The fix follows Gemini 3 Flash best practices: provide six concrete opener patterns to rotate through (fragments, demonstratives, noun phrases, gerunds, conditionals, imperatives) rather than prohibiting specific pronouns. "we" is allowed mid-sentence but banned as a sentence opener via constraint #7.
Gemini 3 Flash over-analyzes repeated instructions, so each rule now appears once in its most natural location rather than using "triple reinforcement" across multiple sections.
Emojis and hashtags are telltale signs of AI-generated content on social media. Removing them makes replies feel more like they came from a real person with a strong opinion rather than a marketing account.
The <reply-style> section uses contrastive examples rather than just positive examples. Showing weak examples with labeled failure modes ("empty validation", "corporate speak", "AI cheerleading") gives the model explicit negative patterns to avoid. This contrastive approach is more effective than positive-only examples because it defines both the target zone and the exclusion zone.
Em-dashes (--) tend to appear frequently in AI-generated text as a stylistic crutch. While the prompt text itself uses em-dashes for readability, constraint #5 instructs the model not to use them in the output.
The translation prompt (translateTweet) focuses on naturalness over literal accuracy:
- Tone preservation: Casual tweets stay casual in Korean
- Idiom handling: "Translate idioms to Korean equivalents rather than literal translations"
- Preserve formatting: Hashtags, @mentions, and links stay unchanged
- Structured output: Returns JSON with
translatedTextandsourceLanguage(ISO 639-1 code)
Korean detection (isKoreanText) checks if >30% of characters are in Korean Unicode ranges (Hangul Syllables, Jamo, Compatibility Jamo).
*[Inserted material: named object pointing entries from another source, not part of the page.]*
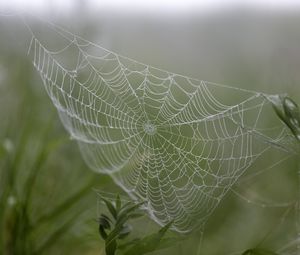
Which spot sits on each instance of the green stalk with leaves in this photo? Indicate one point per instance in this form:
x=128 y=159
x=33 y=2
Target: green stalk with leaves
x=116 y=228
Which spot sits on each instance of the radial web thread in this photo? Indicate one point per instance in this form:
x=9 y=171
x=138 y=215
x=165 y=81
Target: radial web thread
x=173 y=141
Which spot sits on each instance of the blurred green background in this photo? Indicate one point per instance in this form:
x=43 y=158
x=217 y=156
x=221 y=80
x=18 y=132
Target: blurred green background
x=48 y=200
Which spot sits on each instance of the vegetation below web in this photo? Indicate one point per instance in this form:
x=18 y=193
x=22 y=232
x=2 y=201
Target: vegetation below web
x=232 y=214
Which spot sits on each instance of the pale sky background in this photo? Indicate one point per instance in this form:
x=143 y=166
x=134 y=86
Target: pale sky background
x=151 y=5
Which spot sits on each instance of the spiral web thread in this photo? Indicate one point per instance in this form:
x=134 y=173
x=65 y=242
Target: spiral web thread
x=173 y=141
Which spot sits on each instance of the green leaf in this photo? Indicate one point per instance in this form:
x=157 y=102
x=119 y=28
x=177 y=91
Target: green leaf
x=257 y=251
x=110 y=247
x=149 y=243
x=292 y=114
x=125 y=231
x=110 y=207
x=118 y=204
x=288 y=111
x=104 y=221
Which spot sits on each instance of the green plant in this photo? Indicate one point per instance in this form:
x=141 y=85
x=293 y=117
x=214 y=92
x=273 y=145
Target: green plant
x=25 y=179
x=256 y=251
x=288 y=111
x=117 y=228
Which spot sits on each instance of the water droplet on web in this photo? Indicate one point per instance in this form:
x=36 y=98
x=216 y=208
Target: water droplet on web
x=150 y=128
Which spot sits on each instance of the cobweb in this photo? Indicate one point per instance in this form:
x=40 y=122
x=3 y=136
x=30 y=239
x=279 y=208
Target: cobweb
x=176 y=142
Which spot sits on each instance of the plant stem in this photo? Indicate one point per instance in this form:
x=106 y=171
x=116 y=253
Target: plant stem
x=298 y=209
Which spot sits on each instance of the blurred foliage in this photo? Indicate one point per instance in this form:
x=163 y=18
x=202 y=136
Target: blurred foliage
x=121 y=229
x=47 y=205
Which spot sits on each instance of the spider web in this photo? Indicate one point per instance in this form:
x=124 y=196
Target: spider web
x=176 y=142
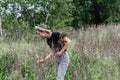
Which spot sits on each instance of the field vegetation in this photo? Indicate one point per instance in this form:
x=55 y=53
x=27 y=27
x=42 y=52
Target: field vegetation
x=94 y=55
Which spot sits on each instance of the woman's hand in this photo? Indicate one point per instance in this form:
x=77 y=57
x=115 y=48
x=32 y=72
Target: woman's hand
x=59 y=53
x=40 y=61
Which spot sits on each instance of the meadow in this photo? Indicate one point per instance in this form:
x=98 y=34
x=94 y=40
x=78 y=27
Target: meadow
x=94 y=55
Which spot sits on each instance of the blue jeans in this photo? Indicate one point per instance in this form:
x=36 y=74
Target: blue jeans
x=62 y=64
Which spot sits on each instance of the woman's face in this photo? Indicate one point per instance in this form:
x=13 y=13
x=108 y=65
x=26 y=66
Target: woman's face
x=42 y=34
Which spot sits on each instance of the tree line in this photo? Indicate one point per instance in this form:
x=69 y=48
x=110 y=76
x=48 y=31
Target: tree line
x=25 y=14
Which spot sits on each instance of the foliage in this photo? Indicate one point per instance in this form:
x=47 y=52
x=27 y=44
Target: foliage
x=94 y=55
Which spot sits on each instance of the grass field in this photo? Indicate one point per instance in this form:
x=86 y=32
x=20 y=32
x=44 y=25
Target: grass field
x=94 y=55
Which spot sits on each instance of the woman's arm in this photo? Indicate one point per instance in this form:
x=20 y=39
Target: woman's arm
x=67 y=42
x=46 y=58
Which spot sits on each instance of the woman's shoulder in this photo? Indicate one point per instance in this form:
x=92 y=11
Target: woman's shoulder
x=55 y=33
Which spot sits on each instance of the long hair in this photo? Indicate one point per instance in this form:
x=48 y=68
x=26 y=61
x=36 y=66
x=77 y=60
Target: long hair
x=60 y=44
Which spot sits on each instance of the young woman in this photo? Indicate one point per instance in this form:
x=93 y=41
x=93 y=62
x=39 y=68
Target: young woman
x=58 y=44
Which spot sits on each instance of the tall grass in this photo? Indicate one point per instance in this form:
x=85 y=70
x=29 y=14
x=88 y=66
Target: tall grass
x=94 y=55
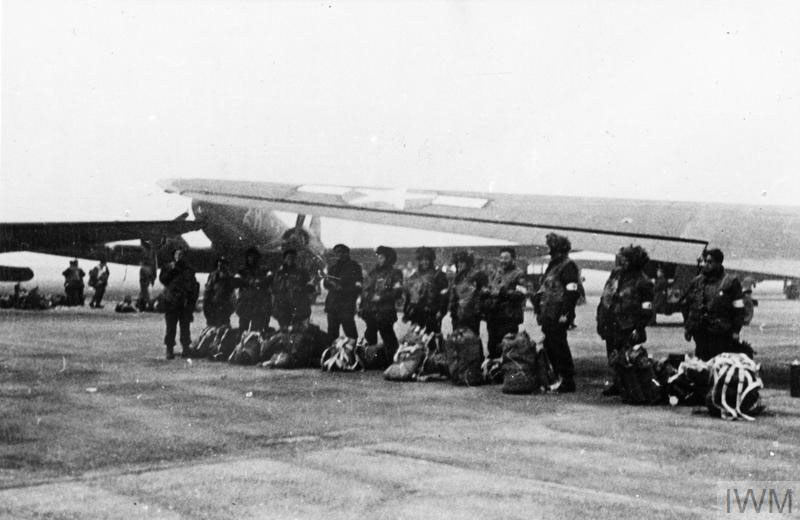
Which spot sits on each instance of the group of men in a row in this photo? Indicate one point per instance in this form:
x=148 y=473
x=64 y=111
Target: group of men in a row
x=74 y=285
x=713 y=303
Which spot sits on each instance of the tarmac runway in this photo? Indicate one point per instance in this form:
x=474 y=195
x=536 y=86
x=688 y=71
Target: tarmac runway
x=94 y=423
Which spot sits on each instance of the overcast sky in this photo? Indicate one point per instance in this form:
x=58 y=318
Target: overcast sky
x=668 y=100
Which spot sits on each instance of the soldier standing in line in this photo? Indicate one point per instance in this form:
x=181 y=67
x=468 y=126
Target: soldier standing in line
x=180 y=296
x=426 y=293
x=715 y=308
x=626 y=306
x=218 y=296
x=98 y=279
x=147 y=277
x=504 y=300
x=293 y=292
x=254 y=304
x=73 y=283
x=343 y=283
x=464 y=293
x=554 y=305
x=382 y=288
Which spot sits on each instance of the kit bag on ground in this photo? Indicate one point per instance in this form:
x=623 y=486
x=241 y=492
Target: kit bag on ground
x=295 y=348
x=545 y=375
x=435 y=363
x=464 y=357
x=373 y=357
x=248 y=350
x=409 y=358
x=690 y=385
x=637 y=377
x=492 y=369
x=735 y=387
x=518 y=364
x=342 y=356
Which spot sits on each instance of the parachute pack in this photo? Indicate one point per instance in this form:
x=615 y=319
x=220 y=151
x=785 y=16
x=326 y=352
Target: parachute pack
x=296 y=348
x=525 y=369
x=247 y=352
x=215 y=343
x=464 y=357
x=410 y=356
x=735 y=387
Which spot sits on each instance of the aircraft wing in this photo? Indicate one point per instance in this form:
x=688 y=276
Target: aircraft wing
x=762 y=239
x=76 y=238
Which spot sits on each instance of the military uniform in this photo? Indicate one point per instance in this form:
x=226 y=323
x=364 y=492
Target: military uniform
x=382 y=288
x=292 y=293
x=344 y=283
x=426 y=298
x=73 y=284
x=218 y=297
x=99 y=277
x=554 y=305
x=465 y=298
x=504 y=300
x=715 y=313
x=147 y=277
x=254 y=303
x=180 y=296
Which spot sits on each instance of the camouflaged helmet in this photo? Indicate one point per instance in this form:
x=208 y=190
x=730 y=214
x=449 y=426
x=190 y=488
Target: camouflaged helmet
x=636 y=255
x=388 y=252
x=463 y=256
x=426 y=252
x=558 y=243
x=341 y=249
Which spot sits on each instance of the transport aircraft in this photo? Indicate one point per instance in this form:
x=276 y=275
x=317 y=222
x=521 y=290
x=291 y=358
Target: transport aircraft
x=762 y=242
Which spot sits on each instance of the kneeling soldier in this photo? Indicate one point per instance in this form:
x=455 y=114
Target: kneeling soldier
x=426 y=293
x=715 y=308
x=504 y=300
x=626 y=306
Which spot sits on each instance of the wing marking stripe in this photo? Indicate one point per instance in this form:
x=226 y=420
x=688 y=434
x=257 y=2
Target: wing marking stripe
x=348 y=207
Tweets that are already primarily Korean skip the translation button entirely.
The explanation prompt (generateCommentExplanation) provides bilingual analysis:
- Korean translation: Natural Korean rendering of the generated English reply
- Relevance reasoning: 1-2 sentence Korean explanation of why the reply works as a response to the tweet
This auto-fires after comment generation. It serves Korean-speaking users who want to understand what the English reply actually says and why it's appropriate before posting it.
The persona analysis prompt (analyzeWritings in src/utils/persona.ts) uses Gemini 3 Pro (hardcoded, not user-selectable) for higher quality analysis. It extracts:
- writingStyle: Sentence length, formality, humor, directness
- opinionStyle: How the user opens opinions (hookPattern) and supports them (argumentStyle)
- commonPhrases: 5-10 signature expressions (used for display, NOT injected into generation)
- topics: 3-7 recurring themes
- exampleResponses: 3-5 synthetic replies in the user's voice
Input writings are truncated to 50,000 characters to prevent token overflow. The prompt follows Gemini 3 best practices with context-first, instructions-last ordering.
The commonPhrases field deserves special attention: these phrases are shown to the user in the persona details modal but are deliberately NOT used in the generation prompt. The buildPersonaSection() function only extracts tone traits (formality, directness, humor, rhythm) and opinion style. This prevents the model from mechanically inserting the user's phrases, which would sound unnatural in a tweet reply context.